IBM reveals human brain programme

CC image courtesy of Patrick H~ on Flickr

Computer firm IBM has completed a programming architecture for cognitive computer chips, enabling a structure for the design of applications.

Developed two years ago, the chip was inspired by human neural architecture as part of the SyNAPSE project, which aims to manage tasks like a human brain.

Dharmenda S.Modha, project leader, said a new architecture with upgraded language has been developed as a new programming model for the utilisation of the chip, as revealed today (Thursday).

Containing processors as neurons, memory consisting out of 256 axons and 64,000 synapses representing communicative networks between neurons and axons, IBM aspires to build a cognitive computer scaled to 100 trillion synapses.
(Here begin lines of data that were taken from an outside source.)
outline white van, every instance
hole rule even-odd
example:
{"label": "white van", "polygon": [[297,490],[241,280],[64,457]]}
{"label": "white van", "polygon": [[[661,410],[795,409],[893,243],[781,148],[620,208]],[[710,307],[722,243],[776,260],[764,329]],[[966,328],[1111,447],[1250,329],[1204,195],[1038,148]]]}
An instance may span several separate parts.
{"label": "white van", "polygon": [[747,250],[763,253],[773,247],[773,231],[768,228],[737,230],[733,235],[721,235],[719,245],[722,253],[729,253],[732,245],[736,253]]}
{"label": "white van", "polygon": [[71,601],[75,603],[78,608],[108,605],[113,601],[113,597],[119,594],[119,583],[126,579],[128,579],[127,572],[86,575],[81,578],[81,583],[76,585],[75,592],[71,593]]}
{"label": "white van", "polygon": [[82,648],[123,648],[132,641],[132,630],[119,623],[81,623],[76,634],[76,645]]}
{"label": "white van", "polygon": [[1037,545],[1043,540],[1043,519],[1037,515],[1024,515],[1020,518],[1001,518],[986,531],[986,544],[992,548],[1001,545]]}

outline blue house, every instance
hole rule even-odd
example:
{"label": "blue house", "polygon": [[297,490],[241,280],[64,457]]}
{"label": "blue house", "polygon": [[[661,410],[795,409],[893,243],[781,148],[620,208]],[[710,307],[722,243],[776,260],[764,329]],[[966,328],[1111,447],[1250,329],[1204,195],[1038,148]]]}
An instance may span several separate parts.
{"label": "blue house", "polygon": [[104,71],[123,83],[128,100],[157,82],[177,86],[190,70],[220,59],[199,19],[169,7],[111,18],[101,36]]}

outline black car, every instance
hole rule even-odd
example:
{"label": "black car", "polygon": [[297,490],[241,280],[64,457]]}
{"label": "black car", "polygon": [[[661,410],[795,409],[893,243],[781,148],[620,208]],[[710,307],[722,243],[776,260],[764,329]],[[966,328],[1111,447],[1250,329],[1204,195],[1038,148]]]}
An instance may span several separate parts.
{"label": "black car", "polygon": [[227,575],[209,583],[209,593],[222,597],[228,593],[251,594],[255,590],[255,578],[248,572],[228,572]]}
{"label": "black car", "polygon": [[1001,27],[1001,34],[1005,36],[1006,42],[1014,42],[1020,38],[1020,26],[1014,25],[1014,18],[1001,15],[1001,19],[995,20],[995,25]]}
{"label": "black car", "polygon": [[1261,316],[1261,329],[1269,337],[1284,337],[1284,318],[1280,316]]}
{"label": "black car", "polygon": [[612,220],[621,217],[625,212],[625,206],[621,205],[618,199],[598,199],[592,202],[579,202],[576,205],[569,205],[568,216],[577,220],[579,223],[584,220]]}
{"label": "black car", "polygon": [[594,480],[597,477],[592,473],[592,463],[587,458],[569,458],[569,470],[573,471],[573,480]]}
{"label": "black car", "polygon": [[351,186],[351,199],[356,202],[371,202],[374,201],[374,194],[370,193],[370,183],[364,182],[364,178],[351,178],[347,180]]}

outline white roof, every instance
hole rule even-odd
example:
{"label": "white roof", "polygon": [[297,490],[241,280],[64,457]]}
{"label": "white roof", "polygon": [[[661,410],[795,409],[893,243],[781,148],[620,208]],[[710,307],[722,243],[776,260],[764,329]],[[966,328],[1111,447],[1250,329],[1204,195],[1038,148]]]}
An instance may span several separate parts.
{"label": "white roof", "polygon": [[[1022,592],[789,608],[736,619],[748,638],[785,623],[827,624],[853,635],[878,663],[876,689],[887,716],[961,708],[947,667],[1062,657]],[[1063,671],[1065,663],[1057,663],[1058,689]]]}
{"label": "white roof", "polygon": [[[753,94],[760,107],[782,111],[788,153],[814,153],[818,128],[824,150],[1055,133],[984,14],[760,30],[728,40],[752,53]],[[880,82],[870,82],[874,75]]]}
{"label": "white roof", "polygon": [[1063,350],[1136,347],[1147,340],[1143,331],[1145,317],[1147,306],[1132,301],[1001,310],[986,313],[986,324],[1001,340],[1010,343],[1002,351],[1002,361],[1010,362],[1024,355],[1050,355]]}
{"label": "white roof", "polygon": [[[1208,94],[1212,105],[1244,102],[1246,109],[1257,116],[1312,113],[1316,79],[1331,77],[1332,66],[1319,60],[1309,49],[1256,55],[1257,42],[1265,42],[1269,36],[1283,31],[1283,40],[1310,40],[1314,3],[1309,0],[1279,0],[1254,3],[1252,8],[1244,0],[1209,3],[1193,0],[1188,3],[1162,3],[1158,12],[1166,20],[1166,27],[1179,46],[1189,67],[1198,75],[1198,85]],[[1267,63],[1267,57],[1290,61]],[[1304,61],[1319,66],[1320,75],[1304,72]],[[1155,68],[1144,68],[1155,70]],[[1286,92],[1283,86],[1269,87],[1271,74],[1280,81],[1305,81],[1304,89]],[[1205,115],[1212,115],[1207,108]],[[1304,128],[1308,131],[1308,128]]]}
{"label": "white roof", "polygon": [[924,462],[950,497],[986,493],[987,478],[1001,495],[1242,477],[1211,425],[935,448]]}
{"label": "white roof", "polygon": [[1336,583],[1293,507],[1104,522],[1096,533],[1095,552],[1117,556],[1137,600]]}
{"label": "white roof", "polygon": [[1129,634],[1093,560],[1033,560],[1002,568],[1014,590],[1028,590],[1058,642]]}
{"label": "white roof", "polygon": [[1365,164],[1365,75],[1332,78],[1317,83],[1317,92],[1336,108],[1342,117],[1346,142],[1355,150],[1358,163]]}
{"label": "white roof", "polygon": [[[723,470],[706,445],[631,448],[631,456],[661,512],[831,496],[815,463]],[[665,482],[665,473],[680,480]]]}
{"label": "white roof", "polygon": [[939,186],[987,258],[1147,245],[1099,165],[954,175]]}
Constructed around corelets (object-orientated abstraction of each neurosynaptic core), the language consists of 256 outputs and 256 inputs to be utilized on real cognitive computers.

“Our architecture is like a bunch of LEGO blocks with different features. Each corelet has a different function, then you can compose them together,” Modha said.

Now open to application developments of pattern recognition and data sifting, the cognitive computer offers a reality traditional computers fail to accomplish.

According to Modha, modern computers have strengths in analytics and number crunching which can be associated with left brain abilities, while the SyNAPSE computer has skills associated with the human’s right side of the brain.

Although not a replacement for the brain or the modern computer, the architecture is inspired by human physiology to function in a way PCs struggle to.

“We can’t build a brain, but the world is being populated every day with data. What we want to do is to make sense of that data and extract value from it, while staying true to what can be build on silicon,” he said.

He continued: “We believe that we’ve found the best architecture to do that in terms of power, speed and volume to get as close as we can to the brain while remaining feasible.”

Wearable gear-based apps for enhancing vision and chip-operated search and rescue robots for finding injured people are some of the possibilities the new development can enable, though the possibilities are said to be endless.

HumanIPO reported earlier this year on the ambition of a South African scientist to build a replica of the human brain.